FOR IMMEDIATE RELEASE: September 18, 2017
Contact: James Hallinan (505) 660-2216
Albuquerque, NM – Today, Attorney General Hector Balderas announced he has written credit reporting firm Equifax to protest the firm’s policy of charging for some credit monitoring services after a security breach caused by the firm’s own mistakes. Joining with attorneys general from around the country in a letter to Equifax, the New Mexico Attorney General protested that charging for credit monitoring after the breach affecting 143 million people could be seen as profiting from the firm’s own mistakes.
Attorney General Balderas is investigating the breach and is also joining other state attorneys general in an investigation, which was launched as soon as Equifax publicly disclosed the breach last week. Equifax is offering free credit monitoring services in response to the breach, but the attorneys general, in a letter sent Friday, objected to Equifax “seemingly using its own data breach as an opportunity to sell services to breach victims,” they wrote in the letter.
“Equifax needs to make right by our families, not try to profit off of their own security breach and New Mexicans’ financial peril,” said Attorney General Balderas. “We launched an immediate investigation into Equifax, the circumstances surrounding the breach, and the delay in disclosure to New Mexicans.
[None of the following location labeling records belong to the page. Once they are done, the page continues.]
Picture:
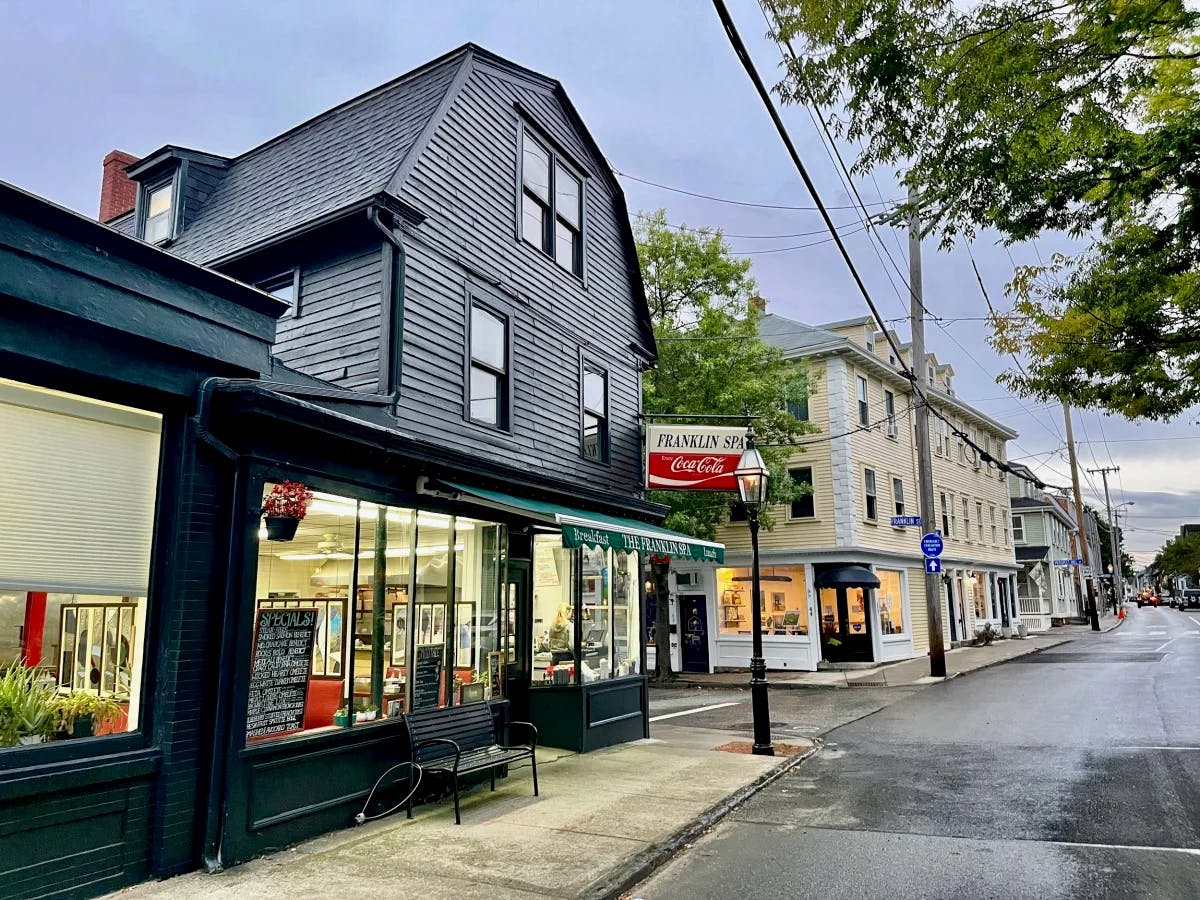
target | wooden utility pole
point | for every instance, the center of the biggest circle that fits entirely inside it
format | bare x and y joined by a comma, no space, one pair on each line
1080,519
924,455
1115,576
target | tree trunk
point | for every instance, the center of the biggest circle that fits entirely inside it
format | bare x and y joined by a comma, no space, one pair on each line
661,621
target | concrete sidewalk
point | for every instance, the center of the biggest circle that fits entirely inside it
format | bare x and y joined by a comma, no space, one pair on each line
603,821
907,672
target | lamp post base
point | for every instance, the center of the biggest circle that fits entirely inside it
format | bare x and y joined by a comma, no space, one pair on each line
762,745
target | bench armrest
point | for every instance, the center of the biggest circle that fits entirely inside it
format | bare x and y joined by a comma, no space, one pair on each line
431,742
533,735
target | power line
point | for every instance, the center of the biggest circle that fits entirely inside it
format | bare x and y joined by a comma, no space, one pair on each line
726,199
765,97
714,229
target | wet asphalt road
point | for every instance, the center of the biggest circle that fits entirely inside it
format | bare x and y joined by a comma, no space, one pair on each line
1071,773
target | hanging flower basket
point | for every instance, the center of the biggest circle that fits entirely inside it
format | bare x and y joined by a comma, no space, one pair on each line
283,508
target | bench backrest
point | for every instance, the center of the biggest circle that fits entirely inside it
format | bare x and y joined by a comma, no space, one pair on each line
471,726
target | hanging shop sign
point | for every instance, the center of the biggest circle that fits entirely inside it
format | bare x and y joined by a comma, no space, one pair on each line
693,457
279,681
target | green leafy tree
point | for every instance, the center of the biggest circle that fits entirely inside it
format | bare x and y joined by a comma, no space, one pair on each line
1027,115
712,361
1179,556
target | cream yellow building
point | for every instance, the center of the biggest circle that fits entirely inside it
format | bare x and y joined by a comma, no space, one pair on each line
840,583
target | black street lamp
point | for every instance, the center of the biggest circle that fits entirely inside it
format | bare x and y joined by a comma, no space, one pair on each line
753,481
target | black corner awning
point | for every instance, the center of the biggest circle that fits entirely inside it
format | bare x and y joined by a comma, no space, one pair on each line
847,576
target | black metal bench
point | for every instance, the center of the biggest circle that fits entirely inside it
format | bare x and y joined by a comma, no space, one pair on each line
459,741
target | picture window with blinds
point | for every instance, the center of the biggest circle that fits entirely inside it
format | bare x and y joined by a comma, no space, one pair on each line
551,204
490,366
78,491
595,414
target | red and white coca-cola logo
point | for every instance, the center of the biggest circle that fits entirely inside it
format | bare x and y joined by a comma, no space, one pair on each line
700,465
693,472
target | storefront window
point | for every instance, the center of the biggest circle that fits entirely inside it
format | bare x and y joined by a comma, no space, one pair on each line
785,606
553,610
979,595
78,487
415,631
891,601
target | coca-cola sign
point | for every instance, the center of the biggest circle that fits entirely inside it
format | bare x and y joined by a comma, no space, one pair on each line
693,457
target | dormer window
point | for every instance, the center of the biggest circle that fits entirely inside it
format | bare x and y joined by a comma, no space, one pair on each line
160,214
551,205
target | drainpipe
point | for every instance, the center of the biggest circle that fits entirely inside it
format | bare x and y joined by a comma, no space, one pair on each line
214,829
393,318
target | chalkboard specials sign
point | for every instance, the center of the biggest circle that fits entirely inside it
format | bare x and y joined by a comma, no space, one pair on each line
427,681
279,681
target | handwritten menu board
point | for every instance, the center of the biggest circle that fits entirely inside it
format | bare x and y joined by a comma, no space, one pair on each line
427,679
279,679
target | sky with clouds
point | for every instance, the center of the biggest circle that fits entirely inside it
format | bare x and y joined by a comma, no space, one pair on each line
663,94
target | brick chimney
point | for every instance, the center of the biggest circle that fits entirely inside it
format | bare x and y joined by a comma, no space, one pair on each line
117,192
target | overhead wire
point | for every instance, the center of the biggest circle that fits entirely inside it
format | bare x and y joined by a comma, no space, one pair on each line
747,61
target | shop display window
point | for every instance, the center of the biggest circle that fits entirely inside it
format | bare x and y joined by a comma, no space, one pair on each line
78,490
403,606
609,601
891,601
784,600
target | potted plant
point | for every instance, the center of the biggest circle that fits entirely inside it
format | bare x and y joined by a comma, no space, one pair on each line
283,508
27,707
79,713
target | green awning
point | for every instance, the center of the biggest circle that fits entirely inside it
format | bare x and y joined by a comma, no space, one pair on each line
597,529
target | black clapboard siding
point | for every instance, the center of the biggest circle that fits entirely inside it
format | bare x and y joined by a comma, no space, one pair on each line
336,335
466,181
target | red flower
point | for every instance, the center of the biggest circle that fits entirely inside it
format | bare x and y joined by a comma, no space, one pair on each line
287,499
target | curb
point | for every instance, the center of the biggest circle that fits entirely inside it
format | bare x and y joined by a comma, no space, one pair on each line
636,869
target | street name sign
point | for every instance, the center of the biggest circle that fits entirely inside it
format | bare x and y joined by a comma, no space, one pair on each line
931,545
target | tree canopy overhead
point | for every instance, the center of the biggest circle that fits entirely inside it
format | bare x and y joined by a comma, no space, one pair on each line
1027,115
711,358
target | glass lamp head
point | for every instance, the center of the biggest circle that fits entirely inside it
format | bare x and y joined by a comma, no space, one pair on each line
753,478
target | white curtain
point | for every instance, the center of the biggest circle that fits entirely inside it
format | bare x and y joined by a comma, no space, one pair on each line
78,483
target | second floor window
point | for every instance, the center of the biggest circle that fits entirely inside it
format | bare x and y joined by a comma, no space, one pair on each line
799,409
873,501
551,205
803,507
489,367
595,414
159,225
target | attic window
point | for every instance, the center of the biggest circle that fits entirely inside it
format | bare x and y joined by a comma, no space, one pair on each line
551,205
160,216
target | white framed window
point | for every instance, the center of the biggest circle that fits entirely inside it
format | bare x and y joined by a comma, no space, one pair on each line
160,223
551,204
489,383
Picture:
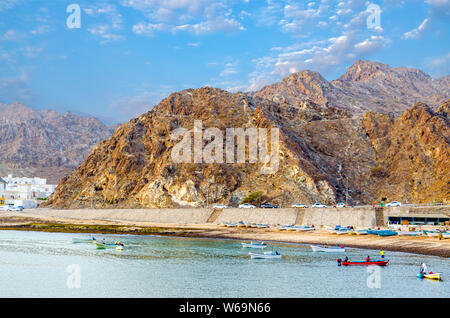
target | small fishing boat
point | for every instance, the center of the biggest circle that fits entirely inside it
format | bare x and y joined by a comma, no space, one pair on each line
409,233
316,248
377,262
431,275
82,240
266,255
254,245
387,233
304,228
102,246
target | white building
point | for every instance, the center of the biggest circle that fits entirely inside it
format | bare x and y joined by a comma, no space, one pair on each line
26,191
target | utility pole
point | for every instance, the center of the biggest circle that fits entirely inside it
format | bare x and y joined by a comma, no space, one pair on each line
346,192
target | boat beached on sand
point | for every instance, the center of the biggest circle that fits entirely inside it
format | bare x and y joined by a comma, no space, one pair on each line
336,249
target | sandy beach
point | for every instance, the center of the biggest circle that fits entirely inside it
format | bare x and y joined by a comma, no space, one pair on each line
418,245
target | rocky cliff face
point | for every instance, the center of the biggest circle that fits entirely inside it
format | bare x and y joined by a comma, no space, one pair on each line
366,86
45,143
412,154
324,154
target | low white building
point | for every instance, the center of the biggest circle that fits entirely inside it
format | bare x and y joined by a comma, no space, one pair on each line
22,191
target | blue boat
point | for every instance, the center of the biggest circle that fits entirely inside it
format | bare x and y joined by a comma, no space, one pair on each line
387,233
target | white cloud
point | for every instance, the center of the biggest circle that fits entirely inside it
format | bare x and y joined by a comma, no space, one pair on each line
195,16
148,29
321,56
108,27
416,33
40,29
16,88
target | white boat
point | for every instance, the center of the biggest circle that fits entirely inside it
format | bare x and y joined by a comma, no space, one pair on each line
254,245
82,240
266,255
316,248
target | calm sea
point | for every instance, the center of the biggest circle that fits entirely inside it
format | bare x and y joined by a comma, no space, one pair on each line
39,264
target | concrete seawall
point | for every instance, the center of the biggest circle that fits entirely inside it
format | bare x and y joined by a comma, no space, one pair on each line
359,216
175,216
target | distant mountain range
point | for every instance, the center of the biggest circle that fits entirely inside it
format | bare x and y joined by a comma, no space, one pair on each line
45,143
366,137
366,86
375,133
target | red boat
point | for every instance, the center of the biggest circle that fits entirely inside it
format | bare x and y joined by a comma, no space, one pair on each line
378,262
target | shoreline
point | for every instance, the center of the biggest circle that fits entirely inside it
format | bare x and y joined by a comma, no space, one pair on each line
415,245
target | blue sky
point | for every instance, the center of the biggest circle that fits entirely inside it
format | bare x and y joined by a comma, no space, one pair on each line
129,54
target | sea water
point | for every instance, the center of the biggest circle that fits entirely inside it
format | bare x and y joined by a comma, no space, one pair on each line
42,264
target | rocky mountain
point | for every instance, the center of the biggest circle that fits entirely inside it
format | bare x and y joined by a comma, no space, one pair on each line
366,86
45,143
325,154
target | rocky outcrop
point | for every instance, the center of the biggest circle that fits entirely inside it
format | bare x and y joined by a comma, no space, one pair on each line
324,155
366,86
45,143
412,154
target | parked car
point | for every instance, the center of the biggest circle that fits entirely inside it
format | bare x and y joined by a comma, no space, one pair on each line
394,203
220,206
269,206
247,206
299,205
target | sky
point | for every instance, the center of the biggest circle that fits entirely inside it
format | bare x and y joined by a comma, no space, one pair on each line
117,59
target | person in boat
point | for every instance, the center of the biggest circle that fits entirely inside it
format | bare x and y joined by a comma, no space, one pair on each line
423,268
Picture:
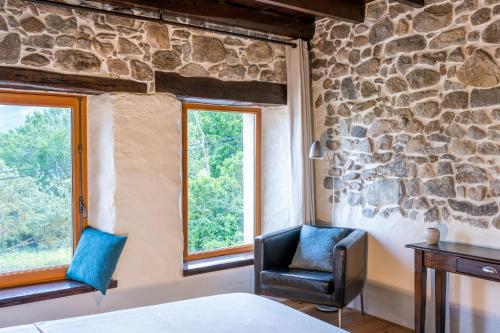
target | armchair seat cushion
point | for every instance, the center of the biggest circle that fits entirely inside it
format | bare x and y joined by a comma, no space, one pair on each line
306,280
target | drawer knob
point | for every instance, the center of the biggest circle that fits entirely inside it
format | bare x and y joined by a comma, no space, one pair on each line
490,270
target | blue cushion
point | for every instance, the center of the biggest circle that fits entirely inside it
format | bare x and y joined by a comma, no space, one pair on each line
95,258
315,248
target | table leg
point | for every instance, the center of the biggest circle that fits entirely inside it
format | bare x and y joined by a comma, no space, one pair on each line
440,295
420,291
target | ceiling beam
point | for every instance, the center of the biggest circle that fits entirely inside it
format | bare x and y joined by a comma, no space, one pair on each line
346,10
413,3
212,88
229,14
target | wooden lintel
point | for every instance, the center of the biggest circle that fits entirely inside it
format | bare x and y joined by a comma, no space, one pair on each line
230,14
35,79
211,88
346,10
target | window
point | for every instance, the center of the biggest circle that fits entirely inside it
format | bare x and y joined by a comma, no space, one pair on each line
42,185
221,179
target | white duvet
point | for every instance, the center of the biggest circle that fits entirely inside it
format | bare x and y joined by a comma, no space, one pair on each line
227,313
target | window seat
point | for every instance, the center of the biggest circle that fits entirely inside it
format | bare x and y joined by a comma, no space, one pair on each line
45,291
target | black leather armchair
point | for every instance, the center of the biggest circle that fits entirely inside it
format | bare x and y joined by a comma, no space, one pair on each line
274,253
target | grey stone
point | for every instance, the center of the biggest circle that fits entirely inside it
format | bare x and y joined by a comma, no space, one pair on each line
485,97
117,66
441,187
448,38
193,70
428,109
396,85
489,209
56,22
383,192
381,31
480,70
40,41
35,59
488,148
368,68
457,100
208,49
32,25
141,71
431,215
10,49
467,173
481,16
166,60
76,60
492,33
358,131
433,18
157,35
348,89
126,47
405,45
259,53
341,31
421,78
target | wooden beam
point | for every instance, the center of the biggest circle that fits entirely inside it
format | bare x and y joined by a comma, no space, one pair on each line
211,88
346,10
230,14
34,79
413,3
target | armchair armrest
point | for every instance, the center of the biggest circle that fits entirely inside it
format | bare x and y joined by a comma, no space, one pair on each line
350,267
275,249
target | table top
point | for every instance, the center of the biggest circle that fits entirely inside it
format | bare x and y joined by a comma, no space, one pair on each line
458,249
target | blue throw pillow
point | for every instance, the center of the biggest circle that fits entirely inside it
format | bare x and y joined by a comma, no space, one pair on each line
95,258
315,248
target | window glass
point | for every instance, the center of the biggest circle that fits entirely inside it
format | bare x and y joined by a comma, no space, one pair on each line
220,179
35,187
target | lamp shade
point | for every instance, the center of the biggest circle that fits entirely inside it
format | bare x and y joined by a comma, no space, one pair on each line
316,151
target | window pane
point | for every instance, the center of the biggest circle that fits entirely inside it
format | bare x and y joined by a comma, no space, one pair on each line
221,179
35,187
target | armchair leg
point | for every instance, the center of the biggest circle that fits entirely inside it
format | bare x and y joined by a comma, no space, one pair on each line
362,304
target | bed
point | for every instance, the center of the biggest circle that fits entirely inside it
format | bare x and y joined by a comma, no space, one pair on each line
242,313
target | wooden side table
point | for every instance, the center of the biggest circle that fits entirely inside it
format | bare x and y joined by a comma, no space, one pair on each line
475,261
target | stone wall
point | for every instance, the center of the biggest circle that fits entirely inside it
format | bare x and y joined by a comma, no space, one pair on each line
408,105
74,41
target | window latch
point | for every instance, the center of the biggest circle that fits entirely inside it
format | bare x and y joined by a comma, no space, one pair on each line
83,208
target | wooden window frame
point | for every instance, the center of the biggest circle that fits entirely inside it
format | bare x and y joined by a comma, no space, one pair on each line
258,186
79,176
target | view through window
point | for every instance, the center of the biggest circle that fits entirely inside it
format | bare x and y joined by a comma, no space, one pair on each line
221,147
36,186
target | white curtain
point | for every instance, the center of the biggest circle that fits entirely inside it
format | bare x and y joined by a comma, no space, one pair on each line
301,136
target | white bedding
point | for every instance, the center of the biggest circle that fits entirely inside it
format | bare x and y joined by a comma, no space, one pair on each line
227,313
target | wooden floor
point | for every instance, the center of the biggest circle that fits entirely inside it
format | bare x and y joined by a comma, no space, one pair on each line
352,320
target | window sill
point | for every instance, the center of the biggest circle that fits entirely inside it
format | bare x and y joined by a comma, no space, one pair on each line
207,265
45,291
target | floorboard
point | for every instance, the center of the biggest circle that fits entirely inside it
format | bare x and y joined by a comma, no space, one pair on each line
352,319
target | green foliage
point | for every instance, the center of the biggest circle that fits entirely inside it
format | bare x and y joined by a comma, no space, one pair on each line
35,188
215,189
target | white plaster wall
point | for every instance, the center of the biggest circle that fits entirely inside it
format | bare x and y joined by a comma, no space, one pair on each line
134,189
474,305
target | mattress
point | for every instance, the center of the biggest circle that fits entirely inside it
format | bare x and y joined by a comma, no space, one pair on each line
243,313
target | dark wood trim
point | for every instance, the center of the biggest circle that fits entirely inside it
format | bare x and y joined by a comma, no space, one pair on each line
207,87
413,3
45,291
213,264
231,15
346,10
35,79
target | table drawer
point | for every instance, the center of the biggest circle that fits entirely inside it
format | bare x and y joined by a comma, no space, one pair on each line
478,268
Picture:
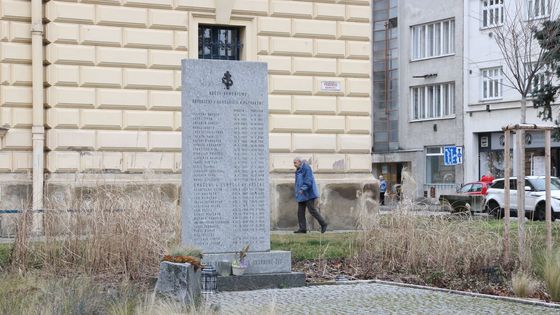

Our office is working to hold Equifax accountable and I encourage New Mexicans to visit our website to learn how to protect themselves.”
To find out more about the Equifax data breach and how to protect yourself, visit our tips sheet at http://www.nmag.gov/uploads/files/Consumer/EquifaxDataBreachConsumerInformation.pdf.
“We believe continuing to offer consumers a fee-based service in addition to Equifax’s free monitoring services will serve to only confuse consumers who are already struggling to make decisions on how to best protect themselves in the wake of this massive breach,” the attorneys general wrote in their letter to Equifax. “Selling a fee-based product that competes with Equifax’s own free offer of credit monitoring services to victims of Equifax’s own data breach is unfair, particularly if consumers are not sure if their information was compromised.”
The attorneys general also said that, although Equifax has agreed to waive credit freeze fees for those who would otherwise be subject to them – which includes New Mexico residents – the other two credit bureaus, Experian and Transunion, continue to charge fees for security freezes.
The attorneys general said that Equifax should be taking steps to reimburse consumers who incur these fees to completely freeze their credit.
Attorney General Balderas and other attorneys general have also been in communication with Equifax expressing concerns about terms of service relative to the free credit monitoring services and the prominence of service enrollment information on Equifax’s web page. Equifax has been responsive to these concerns.